Dizem por aí, por poetas, pastores de igrejas e adesivos de carro, que Deus é amor. E eu ouvi, sabe este mesmo Deus onde, que Ele mora nos detalhes. Assim, um exercício mínimo de pensamento sugere que o amor mora nos detalhes.
Na miudezas cotidianas.
Nos gestos mínimos.
Na pequeneza.

Atitudes que passam despercebidas legitimam a vida a dois. Dão vitalidade ao amor que, quem sabe, já está gasto. Tais gestos lembram – principalmente a quem os pratica – que o homem não está sozinho. E que há um mundo inteiro compartilhado entre ele e sua mulher.
É acordar meia hora antes – apesar da preguiça dos diabos e dos palavrões que maldizem o novo dia – para tomar banho e, quando sua mulher finalmente despertar, encontrar o banheiro desocupado.
É perder o lance decisivo do jogo para dar um beijo.

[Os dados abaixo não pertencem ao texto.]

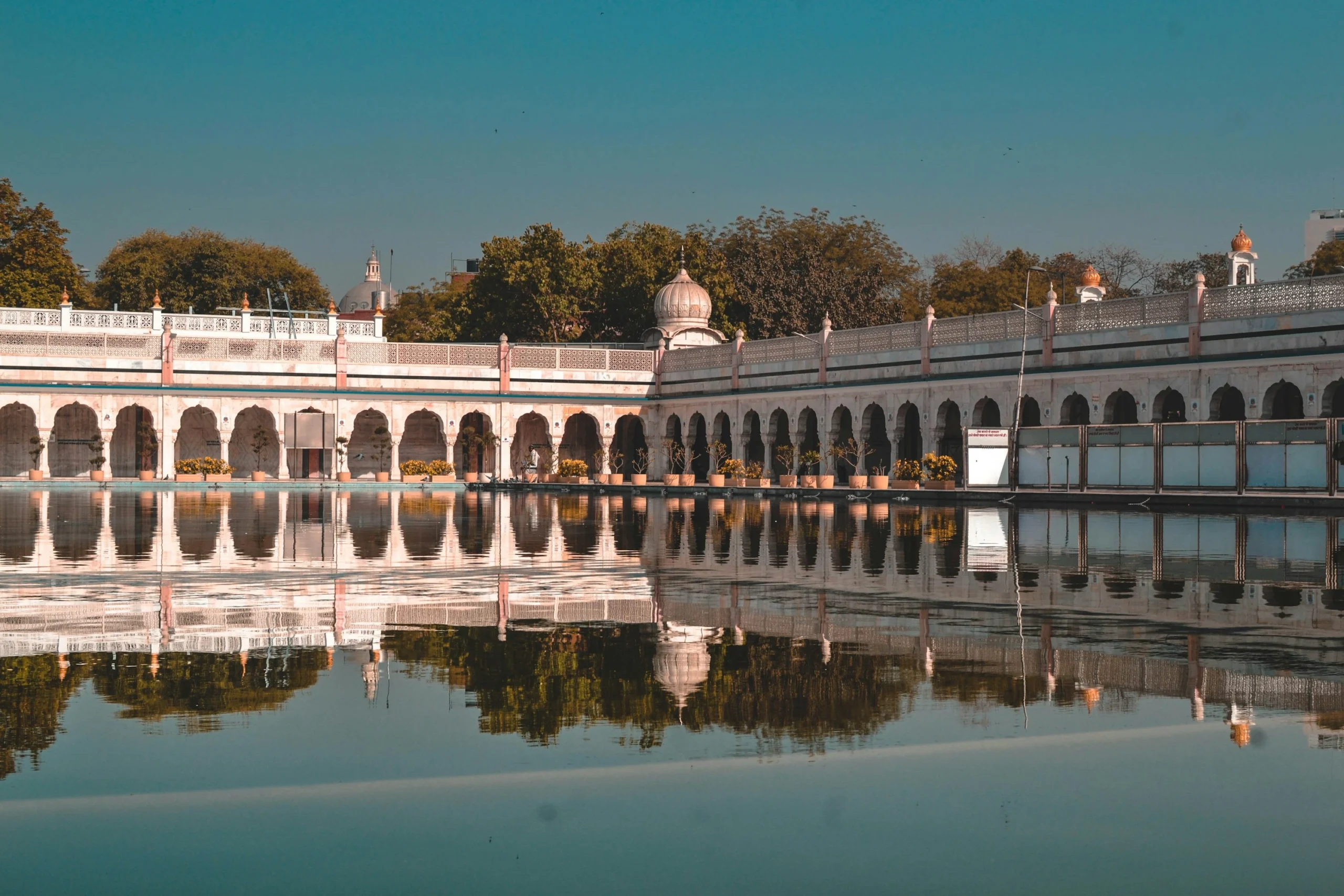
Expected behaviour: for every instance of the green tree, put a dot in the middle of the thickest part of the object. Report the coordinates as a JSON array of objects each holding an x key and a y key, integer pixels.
[
  {"x": 203, "y": 270},
  {"x": 1328, "y": 258},
  {"x": 34, "y": 262},
  {"x": 537, "y": 287},
  {"x": 435, "y": 312}
]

É ir ao cinema, mas abdicar de assistir aquele filme fodão que você tanto queria ver apenas para namorar sua mulher, ficar de mãos dadas, dar uns amassos.

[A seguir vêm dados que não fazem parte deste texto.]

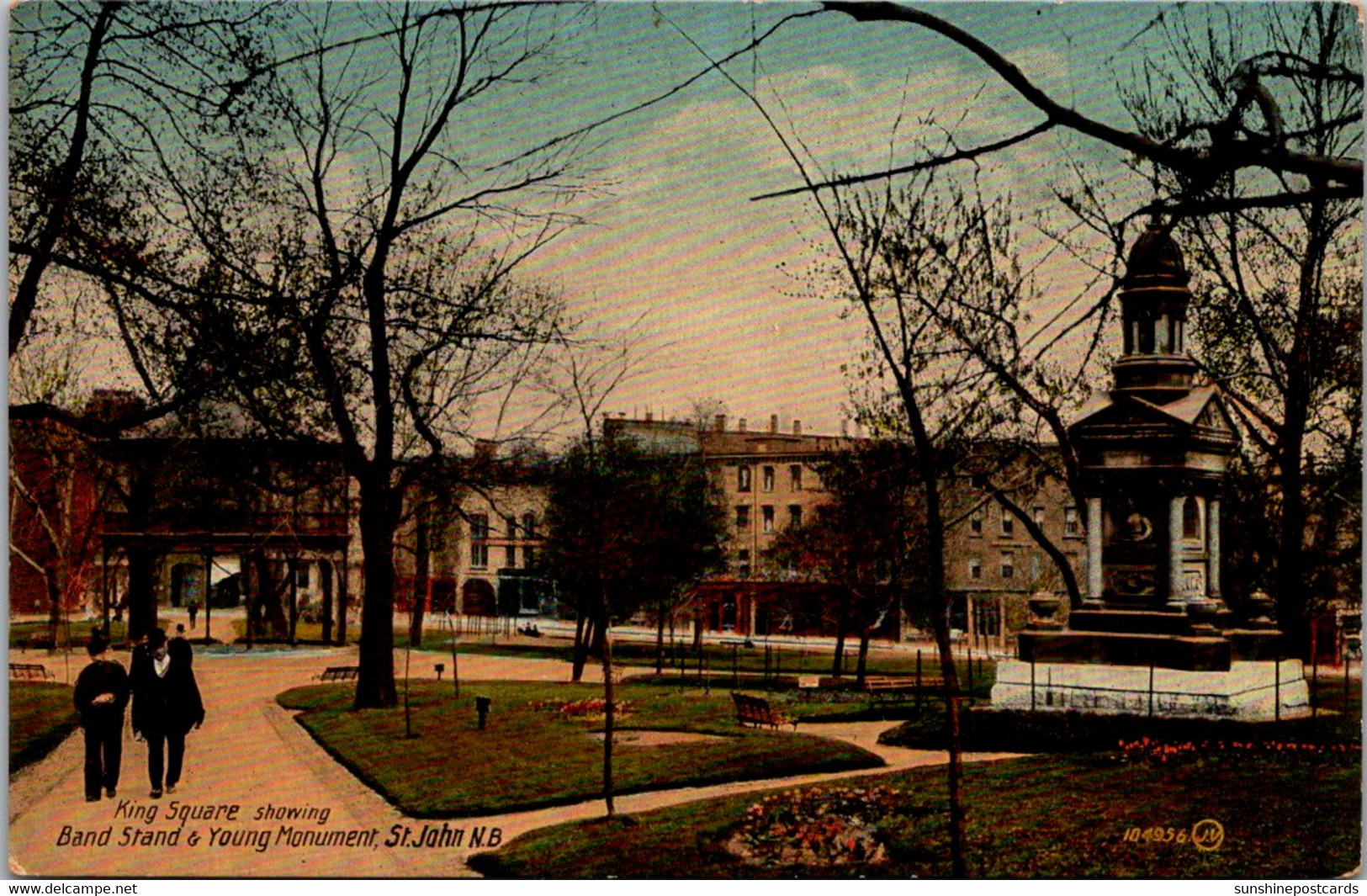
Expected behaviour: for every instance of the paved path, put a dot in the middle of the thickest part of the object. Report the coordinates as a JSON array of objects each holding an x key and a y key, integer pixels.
[{"x": 252, "y": 756}]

Mas nenhum exemplo aqui será melhor que o post “Mamões e casamentos“, de Bruno Palma e Silva.
O zeitgeist acaba com o amor
Na infância, amar era mais fácil. O amor cabia sim numa fita cassete.
Quando eu tinha 10 anos, fazer mixtapes era a maior prova de amor que se podia dar. A fita cassete era o coração pueril e sôfrego entregue à menina que fazia meu mundo girar mais devagar. As letras diziam tudo o que eu gostaria de dizer – só que em inglês, lingua que nem eu e nem a menina sabia. Eu não entendia patavinas do que estava sendo cantado, mas sabia: aquela voz no rádio era minha cúmplice na arte de amar.
Devoção e paciência. Mixtape era como uma procissão de um homem só.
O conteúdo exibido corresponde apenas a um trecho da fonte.